Cogito AI: I Think, Therefore I Am

Cogito AI: I Think, Therefore I Am

Deep Cogito, Descartes
Cogito, ergo sum.

I think, therefore I am.

Descartes defined humans as thinking beings, grounding the very idea of existence in the capacity to think. Centuries later, we now face artificial intelligence systems that seem to think on their own.

One recent model has attracted attention for reportedly outperforming both Meta’s LLaMA 4 and DeepSeek’s R1. It was developed by Deep Cogito, an AI startup founded by former Google senior software engineer Drishan Arora. The company’s name, taken directly from Descartes’ philosophy, signals more than just branding—it reflects a clear and intentional vision.

Superintelligence: AI Beyond Human Intelligence

Deep Cogito’s newly released language model series isn’t just another open-source release. It marks a fundamental shift in how AI is trained, showcasing a rare real-world application of a system capable of improving itself. In doing so, the company may have moved us a step closer to superintelligence—an AI that exceeds human abilities across all areas of cognition.
 
The idea of AI outperforming humans isn’t new. Think back to the 2016 Go match between Lee Sedol and AlphaGo—a moment that offered an early glimpse of what AI might one day become.
Lee Sedol playing against AlphaGo. Source: Google.

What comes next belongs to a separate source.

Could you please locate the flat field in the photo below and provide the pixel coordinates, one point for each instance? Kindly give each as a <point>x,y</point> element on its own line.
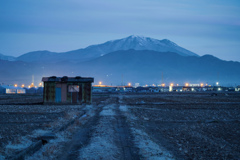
<point>126,126</point>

Lee Sedol playing against AlphaGo. Source: Google.

When AlphaGo faced Lee Sedol, many expected the human champion to dominate. In the end, Sedol won just one out of five games. Since then, AlphaGo and other game-playing AIs have shown that in narrow domains with clear rules, AI can not only match but surpass human performance.

Two key factors enabled this breakthrough:

  • Advanced reasoning: the use of massive compute to reach solutions well beyond traditional methods

  • Self-improvement: the ability to refine itself through iterative feedback, without constant human oversight

 

But AlphaGo’s knowledge stopped at Go. True superintelligence goes further—it can define new problems and solve them across different domains.

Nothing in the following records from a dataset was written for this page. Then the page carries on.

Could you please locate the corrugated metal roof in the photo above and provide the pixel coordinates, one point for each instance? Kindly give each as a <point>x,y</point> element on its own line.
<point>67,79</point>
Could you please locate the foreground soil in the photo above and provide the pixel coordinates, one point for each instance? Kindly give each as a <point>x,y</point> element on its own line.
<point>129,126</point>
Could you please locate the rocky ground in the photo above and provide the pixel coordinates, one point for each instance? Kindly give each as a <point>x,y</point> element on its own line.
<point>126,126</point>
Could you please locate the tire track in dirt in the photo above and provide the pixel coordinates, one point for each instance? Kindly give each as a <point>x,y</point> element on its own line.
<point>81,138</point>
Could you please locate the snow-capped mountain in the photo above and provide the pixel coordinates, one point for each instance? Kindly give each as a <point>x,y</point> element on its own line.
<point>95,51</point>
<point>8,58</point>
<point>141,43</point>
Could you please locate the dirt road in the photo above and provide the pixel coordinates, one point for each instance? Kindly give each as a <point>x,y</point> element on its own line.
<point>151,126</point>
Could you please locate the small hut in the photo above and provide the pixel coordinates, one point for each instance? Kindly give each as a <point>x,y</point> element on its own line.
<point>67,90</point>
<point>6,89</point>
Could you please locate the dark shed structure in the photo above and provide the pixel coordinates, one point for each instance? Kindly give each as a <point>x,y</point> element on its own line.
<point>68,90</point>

That’s what Deep Cogito aims to build: a general-purpose system that moves beyond specialized tasks. And early results suggest they’re on the right track. The company has released models ranging from 3B to 70B parameters, outperforming most open models, including LLaMA, DeepSeek, and Qwen, on a wide set of benchmarks. Notably, the 70B model even surpasses Meta’s 109B LLaMA 4 MoE in some areas.

So, what’s driving this performance? 

Deep Cogito's Key Strategies

Deep Cogito trained its models using a method called Iterated Distillation and Amplification (IDA), which is a long-theorized strategy now realized in practice to help models move beyond domain-specific limits.

IDA follows a simple two-step cycle:

  1. Amplification
    The model is given more compute and prompted to perform complex reasoning, such as multi-step thinking, tool use, and other advanced tasks. This expands its capabilities beyond its current baseline.

  2. Distillation
    The insights gained during amplification are distilled back into the model’s parameters. This lets the model handle similar problems more efficiently in the future, without repeating the full reasoning process.

 

With each cycle, the model improves. It becomes smarter over time, not through static data or manual tuning, but through its own repeated learning loop.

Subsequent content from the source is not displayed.